Market-Analysis-in-Banking-Domain

DESCRIPTION

Background and Objective:

Your client, a Portuguese banking institution, ran a marketing campaign to convince potential customers to invest in a bank term deposit scheme. The marketing campaigns were based on phone calls. Often, the same customer was contacted more than once through phone, in order to assess if they would want to subscribe to the bank term deposit or not. You have to perform the marketing analysis of the data generated by this campaign.

Domain: Banking (Market Analysis)

Dataset Description

The data fields are as follows:

  1. age numeric
  2. job type of job (categorical: 'admin.','blue-collar','entrepreneur','housemaid','management','retired','self-employed','services','student','technician','unemployed','unknown')
  3. marital marital status (categorical: 'divorced', 'married', 'single', 'unknown'; note: 'divorced' means divorced or widowed)
  4. education (categorical: 'basic.4y','basic.6y','basic.9y','high.school','illiterate','professional.course','university.degree','unknown')
  5. default has credit in default? (categorical: 'no', 'yes', 'unknown')
  6. housing: has housing loan? (categorical: 'no', 'yes', 'unknown')
  7. loan has a personal loan? (categorical: 'no', 'yes', 'unknown')

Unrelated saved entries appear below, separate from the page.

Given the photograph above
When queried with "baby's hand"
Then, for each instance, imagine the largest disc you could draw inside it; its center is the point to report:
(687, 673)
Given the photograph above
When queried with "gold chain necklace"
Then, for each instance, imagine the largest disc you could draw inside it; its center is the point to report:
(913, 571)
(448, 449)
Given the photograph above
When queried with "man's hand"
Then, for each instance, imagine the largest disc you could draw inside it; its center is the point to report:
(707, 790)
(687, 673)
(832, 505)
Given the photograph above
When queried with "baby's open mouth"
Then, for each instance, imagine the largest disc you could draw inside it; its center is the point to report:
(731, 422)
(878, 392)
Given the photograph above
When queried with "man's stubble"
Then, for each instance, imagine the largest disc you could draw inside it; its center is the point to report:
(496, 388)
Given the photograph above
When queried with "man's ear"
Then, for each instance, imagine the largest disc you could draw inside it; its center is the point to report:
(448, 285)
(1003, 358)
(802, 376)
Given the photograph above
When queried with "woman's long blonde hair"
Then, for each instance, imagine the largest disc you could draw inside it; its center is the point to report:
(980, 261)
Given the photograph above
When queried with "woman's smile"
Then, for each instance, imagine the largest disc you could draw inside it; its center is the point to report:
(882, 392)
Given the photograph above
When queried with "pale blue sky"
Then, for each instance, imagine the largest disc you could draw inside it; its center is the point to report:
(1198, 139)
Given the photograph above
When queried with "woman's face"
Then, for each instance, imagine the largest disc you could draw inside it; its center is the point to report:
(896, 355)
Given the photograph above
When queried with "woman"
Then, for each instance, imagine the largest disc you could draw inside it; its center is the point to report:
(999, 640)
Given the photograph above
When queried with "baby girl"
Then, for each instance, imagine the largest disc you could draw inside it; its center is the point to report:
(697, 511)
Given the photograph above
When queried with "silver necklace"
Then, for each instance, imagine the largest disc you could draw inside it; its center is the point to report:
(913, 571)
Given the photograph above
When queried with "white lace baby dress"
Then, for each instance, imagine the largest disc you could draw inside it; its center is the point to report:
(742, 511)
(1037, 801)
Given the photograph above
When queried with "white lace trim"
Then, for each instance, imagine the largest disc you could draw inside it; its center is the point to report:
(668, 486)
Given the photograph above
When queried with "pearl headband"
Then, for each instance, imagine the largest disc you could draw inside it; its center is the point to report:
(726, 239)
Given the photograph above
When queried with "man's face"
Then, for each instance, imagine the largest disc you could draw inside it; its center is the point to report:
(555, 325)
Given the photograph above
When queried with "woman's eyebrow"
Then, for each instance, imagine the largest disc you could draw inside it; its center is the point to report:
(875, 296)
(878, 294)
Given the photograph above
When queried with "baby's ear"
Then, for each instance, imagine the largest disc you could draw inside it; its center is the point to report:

related to the last contact of the current campaign:

  1. contact contact communication type (categorical: 'cellular', 'telephone')

  2. month Month of last contact (categorical: 'jan', 'feb', 'mar', ..., 'nov', 'dec')

  3. day_of_week last contact day of the week (categorical: 'mon','tue','wed','thu','fri')

  4. duration last contact duration, in seconds (numeric). Important note: this attribute highly affects the output target (example, if duration=0 then y='no'). Yet, the duration is not known before a call is performed. Also, after the end of the call “y” is obviously known. Thus, this input should only be included for benchmark purposes and should be discarded if the intention is to have a realistic predictive model.

other attributes:

  1. campaign number of times a customer was contacted during the campaign (numeric, includes last contact)
  2. pdays: number of days passed after the customer was last contacted from a previous campaign (numeric; 999 means customer was not previously contacted)
  3. previous number of times the customer was contacted prior to (or before) this campaign (numeric)
  4. poutcome outcome of the previous marketing campaign (categorical: 'failure', 'nonexistent', 'success')

#Output variable (desired target):

16 y has the customer subscribed a term deposit? (binary: 'yes', 'no') Download the Sample Dataset.

Analysis tasks to be done-:

The data size is huge and the marketing team has asked you to perform the below analysis-

Load data and create a Spark data frame Give marketing success rate (No. of people subscribed / total no. of entries)
Give marketing failure rate Give the maximum, mean, and minimum age of the average targeted customer Check the quality of customers by checking average balance, median balance of customers Check if age matters in marketing subscription for deposit Check if marital status mattered for a subscription to deposit Check if age and marital status together mattered for a subscription to deposit scheme Do feature engineering for the bank and find the right age effect on the campaign.